GAME as CRITIC as ART. 2.0. (Part III)

Episode III of the summary/translation of Laura Baigorriessay for GAME as CRITIC as ART. 2.0. (see Part I and II.)

Educating with games. Against the simplification proposed by the game industry

The works previously mentioned explore the three main strategies adopted by the creators for the creation/modification of computer games. The following games, although they are game mods using weapons, elude explicit violence to show the player a multiple and exhaustive vision on an aspect of the everyday life of a population.


– Nina Czegledy and Maia Engeli’s Medieval Unreality (2003) is a project aimed at initiating an artistic discourse on Albania’s “Blood Feud” by editing the first-person shooter game “Unreal Tournament”. In the ’90s, Northern Albany faced a series of kidnapping and murders between families, due to an ancestral code of conduct. Although it was abolished during the Socialist Period, the economical collapse of the the State in 1989 gave free way to the re-introduction of the archaic rules and social relationships, but also rancors and vengeances. That year, about 1500 families (800 children) wouldn’t venture out of their house.

Medieval Unreality wanted to use games to re-establish the contact between barricaded families and the rest of the world by using virtual media: art, culture and new technologies. The first phase called “E-mail from the Medieval Ages”: providing isolated families with 100 computers with Internet connection.

The second step was to start a debate on Albania’s “Blood Feud”, through the modification of Unreal Tournament. The game environment was plain geometry and behaviour, all white without decoration. The participating artists had to add images, costume players, and edit the game space itself. The goal was to achieve an artistic expression in this quite unusual format.


Escape from Woomera (2003): a Half-life mod designed as a direct critique of Australia’s inhumane detention centres (in particular Woomera Immigration Reception and Processing Centre in South Australia) which imprison asylum-seekers, while their applications for asylum are being processed.

Gamers are invited to assume the character of, and “live” through the experiences of a modern day refugee, offering them an interactive, immersive experience of life within the most secretive and controversial places on the Australian political and geographical landscape.
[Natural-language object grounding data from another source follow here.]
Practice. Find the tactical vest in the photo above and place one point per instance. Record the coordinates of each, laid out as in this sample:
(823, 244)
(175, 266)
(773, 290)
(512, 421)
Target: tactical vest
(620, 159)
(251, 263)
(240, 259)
Escape From Woomera is meant to be an engine for mobilising experiences and situations otherwise inaccessible to an nation of disempowered onlookers. (see also article in The Age.)


Personal Cinema‘s The Making of Balkan Wars: The Game focused on the social and cultural issues within the Peninsula and on the creation of networks between artists, art critics, writers and curators from South-Eastern Europe. The multi-user, 3D video game is based on the variable of Balkanization. Moving within the space the players discover that their behavior define their degree of participation in this simulated Balkan reality. The stance of “balkanization” or “de ˆbalkanization” changes depending on which video the player is watching, as well as by the interaction between the avatars. (via selectparks.)